Financial Hurdles and Making the Business Case (Continued)
The good news is that while sticker prices are higher, the total cost of ownership (TCO) for electric vehicles can be favorable in many use cases, but it requires a shift in perspective. Over the vehicle’s life, fuel and maintenance savings can outweigh the upfront premium. Electricity (especially off-peak) is significantly cheaper per mile than diesel. For instance, charging an EV on a typical overnight tariff (~14p/kWh) means driving 100 miles can cost only around £4–5 in electricity , which equates to roughly £0.02 per mile [25] . By contrast, an efficient diesel van might burn £12–£15 of fuel per 100 miles (around £0.12–£0.15 per mile).

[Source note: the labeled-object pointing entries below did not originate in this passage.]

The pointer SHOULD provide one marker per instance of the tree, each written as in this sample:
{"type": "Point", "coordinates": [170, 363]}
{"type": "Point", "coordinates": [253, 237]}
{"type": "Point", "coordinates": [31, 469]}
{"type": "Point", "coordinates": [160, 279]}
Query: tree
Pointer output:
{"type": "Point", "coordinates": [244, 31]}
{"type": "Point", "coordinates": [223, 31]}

Maintenance costs are also lower EVs don’t need oil changes, have fewer moving parts, and often experience less brake wear due to regenerative braking. These operational savings, however, accrue over time and may not sway fleets that focus narrowly on year-one costs. Notably, only about 51% of fleets are currently using a TCO model when evaluating vehicle purchases ; the rest may be more focused on upfront costs [26] . Closing this “TCO understanding” gap is crucial to making the business case for EVs. Some fleets are now modeling scenarios that include fuel savings, avoided congestion/Clean Air Zone charges, and even potential revenue from vehicle-to-grid services in the future. Residual values are a related financial consideration. The used EV market in the UK has seen some volatility recently, with a surge of ex-lease EVs causing resale values to dip in 2023. This has made leasing companies cautious and can affect lease rates for fleets. However, as the market matures and more second-hand buyers enter (helped by initiatives to boost the used EV market), residual values should stabilise. The Government’s new Electric Car Grant (launched in 2025) and
efforts to stimulate demand for used EVs aim to support this [14] [27] . For fleet managers, it’s important to factor in conservative assumptions on residuals or consider operating leases where the risk is shared. Crucially, financial support schemes can tilt the economics in favor of electrification if leveraged effectively. We mentioned the Plug-in Van Grant and Depot Charging Grant above. Additionally, the Government offers a Workplace Charging Scheme that provides £350 per charging socket for businesses installing employee/work fleet chargers (up to 40 sockets) [28] . There are also incentives for electric trucks, infrastructure tax relief (the 130% first-year capital “super-deduction” was used by some firms to offset EV infrastructure costs [29] ), and no Vehicle Excise Duty for zero-emission vehicles until 2025. Savvy fleet operators are layering these incentives into their financial models. They are also negotiating volume discounts with manufacturers and seeking innovative financing (e.g. leases or battery-as-a-service models) to reduce upfront costs. In short, while the initial price tag of electrification is high, the smart application of incentives and a holistic view of lifetime costs can make the investment not only palatable but compelling . Developing realistic total cost models , accounting for vehicle price, grants, energy costs, maintenance, tax breaks, and residuals, is a near-term priority for fleet finance managers [30] .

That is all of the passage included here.